La maman de poursuivre : ‘’C'est en partageant nos expériences, nos ressources et notre détermination que nous pourrons atteindre nos objectifs. En nous unissant, nous montrons à l'État et au monde entier que nous ne resterons pas passifs face à cette injustice."
Ce collectif, ajoute Lucie Sané, est un rappel puissant de notre humanité commune, de notre capacité à nous soutenir mutuellement dans les moments les plus sombres. ‘’Nous sommes ici pour affirmer que chaque vie compte, chaque personne détenue à des droits aliénables qui doivent être respectés. Nous lançons un message fort pour dire que nous ne pouvons plus accepter les atteintes à nos droits fondamentaux. Alors, nous faisons appel à toutes les familles des détenus politiques et sympathisants et à tous les Sénégalais épris de justice de se joindre à cette noble cause. Chers citoyens sénégalais, soutenez ce collectif, non seulement pour les détenus politiques, mais pour la justice, la liberté et l'humanité’’.

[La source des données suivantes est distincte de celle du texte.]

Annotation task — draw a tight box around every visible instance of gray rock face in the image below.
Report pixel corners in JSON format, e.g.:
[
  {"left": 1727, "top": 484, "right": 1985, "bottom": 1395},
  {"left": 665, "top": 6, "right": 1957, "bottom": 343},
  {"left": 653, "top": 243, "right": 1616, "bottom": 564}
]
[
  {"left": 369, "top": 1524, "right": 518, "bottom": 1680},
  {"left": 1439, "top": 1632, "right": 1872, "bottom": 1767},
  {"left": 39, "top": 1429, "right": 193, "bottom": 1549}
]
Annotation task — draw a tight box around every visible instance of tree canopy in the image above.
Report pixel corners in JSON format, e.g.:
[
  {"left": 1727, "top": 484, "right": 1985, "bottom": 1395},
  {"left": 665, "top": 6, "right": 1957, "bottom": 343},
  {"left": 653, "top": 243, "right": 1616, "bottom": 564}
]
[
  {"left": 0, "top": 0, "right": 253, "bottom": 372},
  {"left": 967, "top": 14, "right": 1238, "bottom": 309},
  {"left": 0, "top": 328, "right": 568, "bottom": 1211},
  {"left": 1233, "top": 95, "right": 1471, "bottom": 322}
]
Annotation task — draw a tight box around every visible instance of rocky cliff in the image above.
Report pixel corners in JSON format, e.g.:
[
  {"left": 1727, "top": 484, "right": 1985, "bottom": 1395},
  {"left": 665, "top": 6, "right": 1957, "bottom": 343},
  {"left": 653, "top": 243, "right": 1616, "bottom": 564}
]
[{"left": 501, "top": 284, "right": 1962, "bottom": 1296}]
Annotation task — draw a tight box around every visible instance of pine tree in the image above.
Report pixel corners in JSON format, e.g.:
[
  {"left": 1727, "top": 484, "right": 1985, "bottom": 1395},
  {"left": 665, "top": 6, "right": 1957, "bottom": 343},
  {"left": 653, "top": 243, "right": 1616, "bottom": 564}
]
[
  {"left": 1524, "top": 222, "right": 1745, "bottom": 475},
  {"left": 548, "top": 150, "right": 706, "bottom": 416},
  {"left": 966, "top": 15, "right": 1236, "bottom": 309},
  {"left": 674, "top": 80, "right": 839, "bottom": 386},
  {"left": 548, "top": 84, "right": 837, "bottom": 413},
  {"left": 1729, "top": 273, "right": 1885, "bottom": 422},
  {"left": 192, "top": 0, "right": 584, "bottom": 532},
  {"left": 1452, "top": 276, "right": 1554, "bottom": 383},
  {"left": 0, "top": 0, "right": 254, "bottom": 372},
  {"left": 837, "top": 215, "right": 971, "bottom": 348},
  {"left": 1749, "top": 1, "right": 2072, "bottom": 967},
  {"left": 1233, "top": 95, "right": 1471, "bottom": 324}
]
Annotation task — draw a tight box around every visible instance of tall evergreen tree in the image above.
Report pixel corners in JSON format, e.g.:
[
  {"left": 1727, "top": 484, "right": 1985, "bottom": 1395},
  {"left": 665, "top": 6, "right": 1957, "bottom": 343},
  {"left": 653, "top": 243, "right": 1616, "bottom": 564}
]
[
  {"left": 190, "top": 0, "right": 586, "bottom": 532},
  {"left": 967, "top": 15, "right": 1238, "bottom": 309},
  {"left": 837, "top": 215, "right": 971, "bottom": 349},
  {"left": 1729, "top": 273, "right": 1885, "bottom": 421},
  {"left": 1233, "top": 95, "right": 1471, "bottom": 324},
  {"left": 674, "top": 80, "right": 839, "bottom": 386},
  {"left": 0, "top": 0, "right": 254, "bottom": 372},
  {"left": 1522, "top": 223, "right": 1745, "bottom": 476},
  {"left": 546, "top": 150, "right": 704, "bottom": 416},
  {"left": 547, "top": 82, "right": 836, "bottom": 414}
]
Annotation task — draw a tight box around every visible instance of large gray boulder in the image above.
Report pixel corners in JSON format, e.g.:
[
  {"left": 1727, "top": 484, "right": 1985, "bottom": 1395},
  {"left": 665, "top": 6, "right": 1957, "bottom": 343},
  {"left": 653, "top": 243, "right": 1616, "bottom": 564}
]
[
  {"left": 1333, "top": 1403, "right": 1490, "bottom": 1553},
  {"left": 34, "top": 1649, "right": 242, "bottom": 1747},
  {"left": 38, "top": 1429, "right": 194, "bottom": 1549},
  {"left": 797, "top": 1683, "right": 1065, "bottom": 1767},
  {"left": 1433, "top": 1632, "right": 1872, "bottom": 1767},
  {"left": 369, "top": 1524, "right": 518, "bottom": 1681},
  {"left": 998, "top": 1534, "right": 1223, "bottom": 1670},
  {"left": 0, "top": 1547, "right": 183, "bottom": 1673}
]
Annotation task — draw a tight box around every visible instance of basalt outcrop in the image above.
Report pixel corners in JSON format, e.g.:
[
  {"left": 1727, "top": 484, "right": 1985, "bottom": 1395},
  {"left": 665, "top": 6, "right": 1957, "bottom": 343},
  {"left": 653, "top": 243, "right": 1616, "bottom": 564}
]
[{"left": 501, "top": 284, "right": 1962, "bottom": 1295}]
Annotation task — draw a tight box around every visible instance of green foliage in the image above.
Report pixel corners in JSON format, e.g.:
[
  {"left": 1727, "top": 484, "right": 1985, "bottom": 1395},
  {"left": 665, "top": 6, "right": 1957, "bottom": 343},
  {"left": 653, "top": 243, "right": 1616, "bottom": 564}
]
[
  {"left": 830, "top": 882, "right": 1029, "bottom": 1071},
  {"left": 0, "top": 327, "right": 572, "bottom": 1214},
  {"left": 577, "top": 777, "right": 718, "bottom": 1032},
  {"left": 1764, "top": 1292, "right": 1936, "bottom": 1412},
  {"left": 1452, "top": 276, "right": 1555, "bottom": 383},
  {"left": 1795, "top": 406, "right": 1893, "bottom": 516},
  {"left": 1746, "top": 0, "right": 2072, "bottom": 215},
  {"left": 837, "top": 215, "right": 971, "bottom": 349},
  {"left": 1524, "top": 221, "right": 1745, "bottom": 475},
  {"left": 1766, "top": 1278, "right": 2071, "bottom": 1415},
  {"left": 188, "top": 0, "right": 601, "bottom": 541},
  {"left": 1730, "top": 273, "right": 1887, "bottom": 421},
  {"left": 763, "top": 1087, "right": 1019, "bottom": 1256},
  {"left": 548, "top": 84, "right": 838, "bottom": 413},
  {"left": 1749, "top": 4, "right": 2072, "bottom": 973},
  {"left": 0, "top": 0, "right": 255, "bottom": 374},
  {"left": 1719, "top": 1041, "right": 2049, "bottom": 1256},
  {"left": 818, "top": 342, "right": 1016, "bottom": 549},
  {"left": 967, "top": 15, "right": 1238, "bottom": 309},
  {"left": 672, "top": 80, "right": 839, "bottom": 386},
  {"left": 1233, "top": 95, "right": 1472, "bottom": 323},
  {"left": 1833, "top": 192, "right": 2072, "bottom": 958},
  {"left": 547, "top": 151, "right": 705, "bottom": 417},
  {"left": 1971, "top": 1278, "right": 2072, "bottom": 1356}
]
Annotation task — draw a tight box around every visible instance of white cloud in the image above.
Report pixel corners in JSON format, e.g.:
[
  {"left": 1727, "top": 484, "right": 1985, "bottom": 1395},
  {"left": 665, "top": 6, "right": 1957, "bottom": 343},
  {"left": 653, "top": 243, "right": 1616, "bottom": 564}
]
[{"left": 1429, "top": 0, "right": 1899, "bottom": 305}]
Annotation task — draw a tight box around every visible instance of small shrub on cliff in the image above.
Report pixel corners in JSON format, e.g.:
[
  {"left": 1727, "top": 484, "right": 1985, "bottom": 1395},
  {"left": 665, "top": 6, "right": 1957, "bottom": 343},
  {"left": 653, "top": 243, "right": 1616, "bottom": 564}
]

Les détenus reçoivent de la nourriture pourrie
En outre, les parents des détenus rencontrent beaucoup de difficultés pour rendre visite à leurs enfants. Il faut qu'ils arrivent à Rebeuss à 7 h pour faire la queue. "Pour les visites, les premiers enjeux, c'est d'arriver à Rebeuss avant 7 h. Si vous arrivez après, vous n'êtes pas sûr d'entrer, parce qu’à 11 h, ils arrêtent de prendre les gens et s'ils arrêtent, vous êtes obligés d'attendre jusqu'à 15 h. Car, si vous partez, à votre retour, vous n'aurez plus de place. À 15 h, si vous avez la chance de faire partie de ceux qui sont entrés avant 16 h, c'est bien, sinon vous revenez dans deux semaines. Parce qu’à Rebeuss, la visite c'est chaque deux semaines, contrairement aux autres prisons où elle se fait deux fois dans la semaine", renseigne Souleymane Ndième, frère d'un détenu politique et membre du collectif.
L'autre difficulté à laquelle ils font face, dit-il, c’est la nourriture. "Quand vous allez quotidiennement donner de la nourriture à votre frère, sœur, mari ou autre parent, il faut d'abord faire une longue queue avant d'accéder à Rebeuss. Ensuite, vous enregistrez le plat et pour ça, il faut faire un circuit tellement long. Si vous le déposez à 14 h, avant que la personne le reçoive, il est déjà 17 h ou 18 h. Donc, ils ne reçoivent pas des plats de qualité’’.
Les familles des détenus informent que leurs enfants sont victimes de vol à Rebeuss. "Souvent, nous déposons des choses pour nos parents qui ne les reçoivent pas. Pas plus tard que ce vendredi, j'ai déposé de la nourriture, des jus et un rouleau de mouchoirs pour mon frère, mais quand il m'a appelé, il m'a dit qu'il a reçu le plat. Je lui ai demandé s'il avait aussi reçu le reste, il m'a répondu que non. J'ai dit : Mais attend, on ne peut pas vous enfermez, vous séquestrez et également vous volez !", raconte Souleymane Ndième.
Il ajoute : ‘’Quand vous déposez de l'argent liquide à Rebeuss, on ne vous donne aucun reçu pour prouver que vous avez déposé de l'argent. Donc, vous voyez à quel point l'injustice continue. Non seulement l'injustice judiciaire, mais aussi l'injustice dans la prise en charge du détenu. Donc, ce sont des tortures psychologiques pour les détenus’’.